Haiti has 1,100 miles of coastline and is about the size of Maryland. The island is off the coast Florida, near Cuba. The forests are being cleared for agriculture and fuel, its soil eroding and there are inadequate supplies of potable water.
About 80 percent of the country lives in abject poverty, according to a world factbook at www.cia.gov. More than 250,000 people have AIDS or HIV. They are dependent on an environment that is slowly degrading. Only 16 percent of the populace is Protestant, and roughly half of the country practices voodoo. Those who have been there talk about how abundant flora is contrasted with garbage on the street, how the children in the schools go home to live in dumps and how the hospitals lack disinfectant or anesthesia.
Can a handful of Americans, who are only there for a week, make a difference? Why bother?
Harmon tells the story of a man walking along a coast with millions of beached starfish. He picks one up and throws it back in the water. Another man says to him, "You will never save all of them. Why even attempt it?"
"Well," the first man said, as he picked up another starfish, "it makes a difference to that one." And as he picks up another, "It makes a difference to that one."
Work during the day, revivals at night
The group will work during the day, and attend or preach at revivals at night. Harmon said the group hopes to buy 2,000 to 3,000 Bibles in Creole, the native tongue. They will teach preachers, buy food for the schools, work construction and repair computers, among other projects.
Kim Divine, a data entry operator and farmer, is a member of Doctors Fork Baptist Church. She has made the trip seven times. Each time, she said, the people are more a blessing to her than she believes she ever could have been to them.
Divine will stay two weeks. She will reprogram computers for the hospital, orphanages and schools. The first time she went she was shocked by the condition of the hospital. She saw women give birth on operating tables where another woman had just been given a hysterectomy. There were no IV poles or regular beds. After three years, she has seen conditions improve. There is a lab, beds, mattresses and more than 100 computers.
But, something touches her more - the spiritual side of the trip.
"It is just one miracle after another," she said.
Divine describes overflowing churches, packed with people who would have walked miles to reach the services and who are starving for the word of God.
"They are so hungry for it that they breath it in," she said. "It's brought me closer and closer to the Lord and made me want to do it more and more."

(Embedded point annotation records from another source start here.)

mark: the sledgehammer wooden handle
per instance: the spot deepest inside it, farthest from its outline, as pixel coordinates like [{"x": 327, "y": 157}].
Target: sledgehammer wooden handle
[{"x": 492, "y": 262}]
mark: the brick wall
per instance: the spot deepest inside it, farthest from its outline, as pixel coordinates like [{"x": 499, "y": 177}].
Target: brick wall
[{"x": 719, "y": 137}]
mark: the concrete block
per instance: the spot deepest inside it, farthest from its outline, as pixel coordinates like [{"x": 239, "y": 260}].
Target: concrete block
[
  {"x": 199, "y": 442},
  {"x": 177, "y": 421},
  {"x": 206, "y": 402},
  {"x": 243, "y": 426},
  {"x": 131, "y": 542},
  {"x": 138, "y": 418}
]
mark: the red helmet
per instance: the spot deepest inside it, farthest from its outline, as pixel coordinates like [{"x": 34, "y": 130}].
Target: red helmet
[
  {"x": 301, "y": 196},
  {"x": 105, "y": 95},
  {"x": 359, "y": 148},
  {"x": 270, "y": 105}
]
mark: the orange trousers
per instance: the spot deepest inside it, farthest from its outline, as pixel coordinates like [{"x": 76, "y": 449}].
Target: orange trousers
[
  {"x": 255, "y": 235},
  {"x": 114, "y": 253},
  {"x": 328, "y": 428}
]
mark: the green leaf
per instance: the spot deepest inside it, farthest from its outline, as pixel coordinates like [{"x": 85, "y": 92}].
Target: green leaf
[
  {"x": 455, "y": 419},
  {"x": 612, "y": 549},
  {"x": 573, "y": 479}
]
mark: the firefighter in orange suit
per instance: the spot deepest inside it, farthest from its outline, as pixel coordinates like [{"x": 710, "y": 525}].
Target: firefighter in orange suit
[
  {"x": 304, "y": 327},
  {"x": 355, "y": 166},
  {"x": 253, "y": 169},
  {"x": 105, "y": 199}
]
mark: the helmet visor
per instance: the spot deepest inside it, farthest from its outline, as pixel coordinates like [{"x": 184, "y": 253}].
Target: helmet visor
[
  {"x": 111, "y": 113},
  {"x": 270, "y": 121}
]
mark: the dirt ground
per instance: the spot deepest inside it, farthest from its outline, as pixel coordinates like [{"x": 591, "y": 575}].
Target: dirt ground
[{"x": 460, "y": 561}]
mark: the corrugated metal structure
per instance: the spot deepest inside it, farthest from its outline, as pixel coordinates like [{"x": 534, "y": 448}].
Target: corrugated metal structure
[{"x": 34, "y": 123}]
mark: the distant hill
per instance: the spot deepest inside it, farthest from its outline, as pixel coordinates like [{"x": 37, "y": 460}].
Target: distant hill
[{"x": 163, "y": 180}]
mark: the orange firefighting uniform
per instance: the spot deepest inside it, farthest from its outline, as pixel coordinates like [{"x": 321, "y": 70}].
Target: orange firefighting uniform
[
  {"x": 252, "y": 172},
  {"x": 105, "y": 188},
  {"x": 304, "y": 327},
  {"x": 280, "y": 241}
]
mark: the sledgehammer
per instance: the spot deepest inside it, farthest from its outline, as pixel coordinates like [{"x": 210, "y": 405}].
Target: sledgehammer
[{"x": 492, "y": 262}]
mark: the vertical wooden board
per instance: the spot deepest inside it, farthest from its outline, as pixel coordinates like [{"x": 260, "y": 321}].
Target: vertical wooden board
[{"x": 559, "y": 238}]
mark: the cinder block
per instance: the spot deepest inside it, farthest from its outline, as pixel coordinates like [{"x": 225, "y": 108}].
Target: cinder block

This will be Loren Kaenzig's first trip to Haiti, and his first trip out of the country. When he was 12 years old he flew to Michigan, and the airplane ride through bad weather left him hesitant to travel. The 40-year-old said that he doesn't even like to go to Lexington, and although he lives in Harrodsburg there are parts of it he hasn't seen.
But, he said, the Holy Spirit has worked on him, and he was inspired to go.
"I'm not sure exactly what I can do, but I'll do whatever I can do."
Trisha Claunch said the first time she went to Haiti she was in shock for three days. Her first memory of the trip is three huge rats chasing each other in a parking lot. Claunch had never seen a rat before.
She said the pictures and stories just didn't prepare her. The prevailing smell was like garbage rotting in a dumpster.
Still, she finds plenty about the country endearing - the people and their warm smiles.
"Everyone just reaches out to you, and is glad you're there, glad you're trying to help."